Thursday 9 Aug 2018
Network Rail’s eye in the sky set to provide a better railway for passengers in the south
Network Rail are now using helicopters across the south western rail network as part of the drive to provide better journeys for passengers.
Inspecting the railway by air allows Network Rail to deliver improvements to performance, reliability and safety, with no disruption to train services.
Operating high-tech thermal and visual imaging equipment, Network Rail’s aerial operations team are able to identify the smallest of faults and inspect a wide area of infrastructure in a short space of time. The helicopter is capable of covering the route from London's Waterloo station to Weymouth station in Dorset in around three hours, including hovering over equipment to capture the critical thermal and high definition images.
The flights also reduce the need to send members of the workforce onto the track when trains are operating, improving safety for our teams.
Jason Bridges, chief operating officer for Network Rail, said:
“We are using all of the tools at our disposal to improve performance across the south western rail network to provide a better railway for passengers – these new aerial surveys are a great example of this.
“Using this technique, as part of our Railway Upgrade Plan, we can identify and fix potential issues before they affect train services, complete thorough inspections of our infrastructure in a short space of time and improve safety for our people.”
The helicopter is equipped with a full high-definition camera system that provides a gyro-stabilised image with embedded location data in the digital video.
A ‘fault spotter’ on the flight reviews the live footage and can feed information back to maintenance teams on the ground, who can respond within minutes to inspect and repair the infrastructure.
Jacqui Dey, operations and safety director for South Western Railway, said:
“We welcome this new initiative by Network Rail. Anything that can prevent disruption to our network can only be of benefit to our customers.”
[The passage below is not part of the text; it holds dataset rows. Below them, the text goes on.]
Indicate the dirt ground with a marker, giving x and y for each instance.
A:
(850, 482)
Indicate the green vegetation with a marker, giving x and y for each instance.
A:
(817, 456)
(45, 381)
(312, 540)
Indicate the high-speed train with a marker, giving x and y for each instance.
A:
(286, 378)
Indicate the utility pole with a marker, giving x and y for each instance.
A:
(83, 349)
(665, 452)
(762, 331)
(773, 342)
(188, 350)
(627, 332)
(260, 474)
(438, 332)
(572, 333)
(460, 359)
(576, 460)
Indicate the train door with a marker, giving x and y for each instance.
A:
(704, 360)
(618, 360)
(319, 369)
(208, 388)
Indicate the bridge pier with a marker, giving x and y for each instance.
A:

Following a surveying flight this Monday, two faulty hook switches, which are used to isolate power to the conductor rail, were inspected as part of an overnight railway possession last night (Wednesday), avoiding any impact on the operational railway.
The surveying will be carried out approximately every four weeks and will provide comprehensive reviews of the state of infrastructure across the route.
About Network Rail
We own, operate and develop Britain's railway infrastructure; that's 20,000 miles of track, 30,000 bridges, tunnels and viaducts and the thousands of signals, level crossings and stations. We run 20 of the UK's largest stations while all the others, over 2,500, are run by the country's train operating companies.
Every day, there are more than 4.8 million journeys made in the UK and over 600 freight trains run on the network. People depend on Britain's railway for their daily commute, to visit friends and loved ones and to get them home safe every day. Our role is to deliver a safe and reliable railway, so we carefully manage and deliver thousands of projects every year that form part of the multi-billion pound Railway Upgrade Plan, to grow and expand the nation's railway network to respond to the tremendous growth and demand the railway has experienced - a doubling of passenger journeys over the past 20 years.